Late last week, Iran's Ayatollah Khamenei took issue with the United States' characterization of the recently negotiated nuclear framework, though the White House was dismissive of the Iranian leader's posturing.
"The test of whether or not that framework can be memorialized in a deal is not going to be a comment on any given day by a particular Iranian leader," deputy national security adviser Ben Rhodes told reporters Friday.
But in a bizarre twist, Sen. John McCain (R-Ariz.) seemed to endorse the Ayatollah's credibility over the U.S. Secretary of State's. "I think you're going to find out that they had never agreed to the things that John Kerry claimed that they had," McCain said Friday. Sen. Lindsey Graham (R-S.C.) made similar remarks.
To put it mildly, it was an unexpected development.
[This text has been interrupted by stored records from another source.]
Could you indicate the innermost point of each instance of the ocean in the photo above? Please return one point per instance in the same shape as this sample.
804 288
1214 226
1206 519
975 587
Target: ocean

For months, Republicans insisted, "We can't trust Iranian leaders." And yet, on Friday, McCain and Graham suggested rhetoric from Ayatollah Khamenei should be accepted at face value -- while arguments from the American White House should not.
During a press conference at the Summit of the Americas, President Obama seemed visibly frustrated by the GOP's increasingly unhinged approach to international affairs.
Obama added this isn't how the United States is "supposed to run foreign policy, regardless of who's president or secretary of state." The president concluded that this is "a problem" that "needs to stop."
I think even the most ardent Republicans, if they were to pause and think about this objectively, would be hard pressed to disagree with the underlying principles Obama presented. Put aside the GOP's bitter, often ugly, contempt for the president and consider a more fundamental question: has American foreign policy ever worked this way?
Is there a scenario in which it can work this way? What signal does it send to the world when the legislative branch of the United States tries to undermine the executive branch of the United States on matters of international affairs?
For his part, McCain expressed a degree of dismay over Obama "attacking" him. I suppose that's one way to look at it. The other way is that the president defended American foreign policy and America's chief diplomat against ridiculous criticisms from a confused senator.